Videos are best represented in Kolena using the Gallery view. To setup the Gallery view, add links to your video files stored on the cloud under the locator column. Kolena automatically looks for that column name and renders your video files correctly. Kolena supports mov, mp4, mpeg and other web browser supported video types.

Note

Annotation visualization over videos only works on videos with constant frame rates. For the best experience, include a frame_rate field on your video datapoints in frames per second as a float or int number.

Setting up bounding box annotations on videos#

To overlay bounding boxes on videos, you will need to define a new class based on LabeledBoundingBox or BoundingBox annotations where a frame_id property is added. You are able to add additional properties if you wish which can be used for filtering and visualizations.

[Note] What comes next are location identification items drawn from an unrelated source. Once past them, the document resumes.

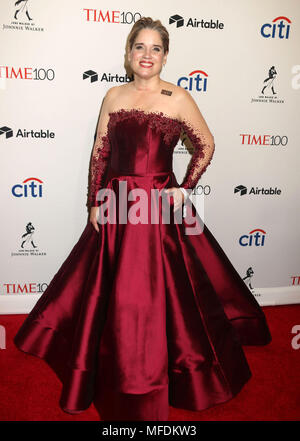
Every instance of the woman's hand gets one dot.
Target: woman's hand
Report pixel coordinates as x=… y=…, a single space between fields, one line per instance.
x=93 y=217
x=177 y=195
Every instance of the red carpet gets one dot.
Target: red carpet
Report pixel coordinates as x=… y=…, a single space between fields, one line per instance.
x=30 y=390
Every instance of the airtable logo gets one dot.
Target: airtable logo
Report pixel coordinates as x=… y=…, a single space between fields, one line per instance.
x=254 y=238
x=197 y=80
x=279 y=28
x=29 y=187
x=195 y=23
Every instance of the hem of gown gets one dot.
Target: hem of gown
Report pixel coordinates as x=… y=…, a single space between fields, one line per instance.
x=183 y=383
x=252 y=331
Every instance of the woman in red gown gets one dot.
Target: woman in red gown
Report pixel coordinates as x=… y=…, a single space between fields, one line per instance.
x=142 y=315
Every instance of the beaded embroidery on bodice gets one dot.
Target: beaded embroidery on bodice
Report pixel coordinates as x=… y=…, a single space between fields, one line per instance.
x=170 y=126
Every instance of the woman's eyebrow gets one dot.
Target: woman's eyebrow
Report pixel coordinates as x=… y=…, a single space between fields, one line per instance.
x=152 y=45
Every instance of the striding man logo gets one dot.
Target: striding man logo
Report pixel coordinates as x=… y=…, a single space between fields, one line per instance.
x=22 y=5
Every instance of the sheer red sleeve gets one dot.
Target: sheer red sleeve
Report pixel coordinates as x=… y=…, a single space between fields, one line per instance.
x=99 y=160
x=196 y=129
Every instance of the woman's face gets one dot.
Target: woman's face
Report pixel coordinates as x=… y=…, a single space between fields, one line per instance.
x=147 y=57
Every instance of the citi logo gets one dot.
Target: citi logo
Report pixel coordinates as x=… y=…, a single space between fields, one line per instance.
x=253 y=238
x=196 y=80
x=195 y=23
x=108 y=78
x=242 y=190
x=30 y=187
x=279 y=28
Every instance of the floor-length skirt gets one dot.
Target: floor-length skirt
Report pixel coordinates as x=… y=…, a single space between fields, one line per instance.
x=140 y=316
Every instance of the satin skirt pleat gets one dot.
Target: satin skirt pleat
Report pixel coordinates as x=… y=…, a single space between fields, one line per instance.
x=143 y=316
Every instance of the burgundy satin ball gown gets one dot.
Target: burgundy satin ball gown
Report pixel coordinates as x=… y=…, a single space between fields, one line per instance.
x=140 y=316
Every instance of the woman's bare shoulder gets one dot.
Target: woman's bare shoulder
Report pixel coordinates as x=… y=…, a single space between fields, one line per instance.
x=114 y=94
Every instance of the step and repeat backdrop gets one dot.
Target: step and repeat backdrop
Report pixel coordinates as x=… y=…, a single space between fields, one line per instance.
x=240 y=62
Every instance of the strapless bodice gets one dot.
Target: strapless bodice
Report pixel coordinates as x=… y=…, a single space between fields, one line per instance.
x=142 y=142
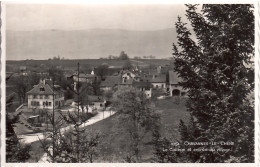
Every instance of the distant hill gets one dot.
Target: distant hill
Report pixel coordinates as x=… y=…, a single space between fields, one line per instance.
x=88 y=44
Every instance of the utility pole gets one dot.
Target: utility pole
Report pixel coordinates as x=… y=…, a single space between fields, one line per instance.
x=78 y=90
x=53 y=122
x=77 y=128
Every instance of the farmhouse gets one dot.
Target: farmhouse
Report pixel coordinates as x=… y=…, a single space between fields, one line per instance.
x=110 y=82
x=145 y=87
x=158 y=81
x=92 y=102
x=41 y=96
x=87 y=78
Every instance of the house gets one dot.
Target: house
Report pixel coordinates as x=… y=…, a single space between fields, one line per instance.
x=41 y=95
x=87 y=78
x=173 y=87
x=97 y=102
x=110 y=82
x=145 y=87
x=91 y=102
x=158 y=81
x=23 y=70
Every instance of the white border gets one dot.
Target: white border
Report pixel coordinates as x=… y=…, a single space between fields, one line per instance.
x=85 y=2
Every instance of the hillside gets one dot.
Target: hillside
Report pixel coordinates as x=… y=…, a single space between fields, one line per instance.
x=114 y=145
x=88 y=44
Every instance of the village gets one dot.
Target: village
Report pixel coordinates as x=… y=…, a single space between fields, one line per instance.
x=46 y=97
x=129 y=83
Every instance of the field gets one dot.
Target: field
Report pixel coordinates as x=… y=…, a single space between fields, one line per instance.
x=114 y=146
x=13 y=66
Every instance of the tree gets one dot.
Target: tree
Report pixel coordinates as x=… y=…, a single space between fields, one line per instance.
x=137 y=116
x=75 y=145
x=127 y=65
x=102 y=70
x=59 y=77
x=214 y=72
x=15 y=151
x=21 y=87
x=123 y=56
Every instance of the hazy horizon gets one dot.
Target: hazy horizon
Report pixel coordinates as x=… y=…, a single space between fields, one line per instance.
x=94 y=31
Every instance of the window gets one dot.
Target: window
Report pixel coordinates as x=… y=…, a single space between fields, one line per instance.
x=42 y=89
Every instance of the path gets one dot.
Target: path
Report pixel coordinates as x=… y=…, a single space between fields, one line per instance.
x=29 y=138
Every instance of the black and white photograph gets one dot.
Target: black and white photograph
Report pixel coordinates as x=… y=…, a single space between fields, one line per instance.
x=129 y=83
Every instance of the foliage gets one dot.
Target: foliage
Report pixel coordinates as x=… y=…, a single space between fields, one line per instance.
x=15 y=151
x=21 y=86
x=127 y=65
x=101 y=70
x=215 y=72
x=76 y=145
x=137 y=116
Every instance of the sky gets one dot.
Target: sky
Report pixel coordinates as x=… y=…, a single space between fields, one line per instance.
x=30 y=17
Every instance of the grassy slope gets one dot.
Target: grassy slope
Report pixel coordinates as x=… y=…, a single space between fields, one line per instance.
x=114 y=146
x=115 y=143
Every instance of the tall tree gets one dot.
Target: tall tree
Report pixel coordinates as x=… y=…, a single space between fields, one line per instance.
x=137 y=116
x=215 y=72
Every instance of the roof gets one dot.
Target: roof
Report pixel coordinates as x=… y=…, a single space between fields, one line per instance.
x=142 y=84
x=47 y=89
x=110 y=81
x=173 y=78
x=82 y=75
x=90 y=99
x=128 y=82
x=158 y=78
x=95 y=99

# video bounding box for pedestrians with pedestrian id,
# risk of collision and label indicating if bounding box
# is occluded.
class PedestrianBoundingBox(LabeledBoundingBox):
    frame_id: int
    ped_id: str
    occlusion: str
    risk: Optional[str] = None

    def set_risk(self, risk: str) -> None:
        object.__setattr__(self, "risk", risk)

Note

Kolena depends on the frame_id for rendering and it needs to be a zero-indexed integer.

To overlay bounding boxes with inferences (used when uploading model results) you will need a new class based on ScoredBoundingBox or ScoredLabeledBoundingBox. The requirements for rendering on a video is similar to the previous example:

# video bounding box with inference (represented by score),
# frame_id, pedestrian id, occlusion category,
# time_to_event (in this case potential collusion of
# a pedestrian and vehicle), failed_to_infer for capturing
# no inference cases

@dataclass(frozen=True)
class ScoredPedestrianBoundingBox(ScoredLabeledBoundingBox):
    frame_id: int
    ped_id: str
    occlusion: str
    time_to_event: Optional[float]
    failed_to_infer: bool

Example

Follow the Crossing Pedestrian Detection example on how to setup video based dataset and model results.